真夏のサイレン

この時期のサイレンと言えば甲子園です。
試合の始まりと終わりを告げるためにウ~と鳴るのだけど、
最後のほうが同じウ~でも響き方が違うように感じます。
3アウトとなり、両校の選手がバッターボックスの縦の線上に並び、
主審の掛け声で互いに深々とお辞儀する瞬間にウ~。
まだ戦えるチームと、これで去らなければならいチーム。
その面前に目に見えない壁が生まれたのを知らせるサイレンです。
悲喜こもごもです。
それにしても、なぜ警笛や警報と同義のサイレンを鳴らすんだろう。
甲子園に紐づけて調べればきっと答えがわかると思いますが、
僕はサイレンの語源に興味の矛先を向けました。
ギリシャ神話に登場する、上半身が人間の女の人で下半身が鳥の
セイレーンからきているそうですよ。
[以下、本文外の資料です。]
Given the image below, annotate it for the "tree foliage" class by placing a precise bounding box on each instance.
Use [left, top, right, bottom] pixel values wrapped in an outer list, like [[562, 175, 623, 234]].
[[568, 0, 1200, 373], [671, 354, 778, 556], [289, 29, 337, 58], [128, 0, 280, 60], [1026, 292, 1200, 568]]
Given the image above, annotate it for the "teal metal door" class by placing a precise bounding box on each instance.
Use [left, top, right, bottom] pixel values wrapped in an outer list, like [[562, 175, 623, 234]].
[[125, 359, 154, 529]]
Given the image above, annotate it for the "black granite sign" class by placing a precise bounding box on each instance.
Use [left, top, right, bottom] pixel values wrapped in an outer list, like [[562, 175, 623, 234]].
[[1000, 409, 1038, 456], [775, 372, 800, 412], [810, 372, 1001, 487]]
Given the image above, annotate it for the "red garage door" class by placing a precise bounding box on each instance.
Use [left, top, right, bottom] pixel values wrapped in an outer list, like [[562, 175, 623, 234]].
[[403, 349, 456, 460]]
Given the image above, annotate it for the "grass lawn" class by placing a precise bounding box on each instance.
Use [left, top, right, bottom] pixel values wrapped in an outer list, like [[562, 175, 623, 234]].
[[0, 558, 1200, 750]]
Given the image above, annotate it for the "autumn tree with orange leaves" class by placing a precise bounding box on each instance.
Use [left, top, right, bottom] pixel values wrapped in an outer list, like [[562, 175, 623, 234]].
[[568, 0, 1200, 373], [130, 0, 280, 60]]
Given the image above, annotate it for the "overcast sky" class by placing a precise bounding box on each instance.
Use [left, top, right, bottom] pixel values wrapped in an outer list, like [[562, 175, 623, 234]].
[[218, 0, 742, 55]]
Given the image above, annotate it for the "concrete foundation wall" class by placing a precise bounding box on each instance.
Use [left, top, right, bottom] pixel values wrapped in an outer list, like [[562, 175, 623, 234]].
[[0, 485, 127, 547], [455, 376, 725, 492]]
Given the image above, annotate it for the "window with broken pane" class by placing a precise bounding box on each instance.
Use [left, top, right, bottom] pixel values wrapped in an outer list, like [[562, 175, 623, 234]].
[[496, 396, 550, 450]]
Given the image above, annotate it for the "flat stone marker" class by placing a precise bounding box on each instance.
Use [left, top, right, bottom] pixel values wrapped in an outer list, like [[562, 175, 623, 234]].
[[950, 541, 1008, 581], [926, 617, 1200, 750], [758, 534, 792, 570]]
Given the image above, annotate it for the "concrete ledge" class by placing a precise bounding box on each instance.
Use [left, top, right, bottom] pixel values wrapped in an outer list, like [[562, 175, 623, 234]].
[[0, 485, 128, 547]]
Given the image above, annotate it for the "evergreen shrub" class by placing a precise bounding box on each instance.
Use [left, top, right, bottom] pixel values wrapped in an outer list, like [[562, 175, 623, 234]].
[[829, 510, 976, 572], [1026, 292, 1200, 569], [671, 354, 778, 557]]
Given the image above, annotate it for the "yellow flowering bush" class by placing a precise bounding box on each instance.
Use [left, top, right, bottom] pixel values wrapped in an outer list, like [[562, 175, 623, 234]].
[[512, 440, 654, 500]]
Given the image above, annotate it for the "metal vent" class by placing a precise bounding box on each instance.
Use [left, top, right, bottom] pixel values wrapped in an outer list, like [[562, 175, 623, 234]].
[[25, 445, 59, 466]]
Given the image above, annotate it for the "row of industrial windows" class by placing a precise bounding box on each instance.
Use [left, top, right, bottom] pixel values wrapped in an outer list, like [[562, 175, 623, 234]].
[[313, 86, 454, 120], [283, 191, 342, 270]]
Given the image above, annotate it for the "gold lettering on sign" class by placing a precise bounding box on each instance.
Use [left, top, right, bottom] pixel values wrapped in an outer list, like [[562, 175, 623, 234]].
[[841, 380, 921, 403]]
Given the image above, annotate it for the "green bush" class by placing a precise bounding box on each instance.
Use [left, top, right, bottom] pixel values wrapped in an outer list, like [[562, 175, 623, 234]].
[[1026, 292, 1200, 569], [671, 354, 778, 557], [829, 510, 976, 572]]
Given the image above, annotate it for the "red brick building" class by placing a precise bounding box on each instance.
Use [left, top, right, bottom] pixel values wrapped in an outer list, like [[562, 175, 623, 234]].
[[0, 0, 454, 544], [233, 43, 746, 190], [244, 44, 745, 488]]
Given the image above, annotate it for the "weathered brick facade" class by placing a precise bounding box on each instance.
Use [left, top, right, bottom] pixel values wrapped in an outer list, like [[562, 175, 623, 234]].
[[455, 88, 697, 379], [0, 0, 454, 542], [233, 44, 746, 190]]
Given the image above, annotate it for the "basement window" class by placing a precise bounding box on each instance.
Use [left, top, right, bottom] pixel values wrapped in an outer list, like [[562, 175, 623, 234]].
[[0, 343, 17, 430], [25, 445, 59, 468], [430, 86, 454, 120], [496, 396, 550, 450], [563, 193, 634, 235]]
航海中の船に美声で歌いかけ、
乗組員を幻惑し遭難へと導く。
挙句の果てに船乗りたちを食うってんだからおっかないもんです。
そんな怪物が現れたら、「サイレーンだ。皆に知らせろ!」と
叫んだのが警笛、つまりサイレンの始まり。って、後半は僕の想像です。
高校野球からは遠いところに来てしまいました。
それにしても、迫りくる危機を報せるためではなく、
確定した勝敗の決着を告げるためのサイレンって酷だなあと、
今さらながら思った次第です。泣くなよと、
無機質な響きでつぶれそうな球児の耳をそっと塞いでやりたくなります。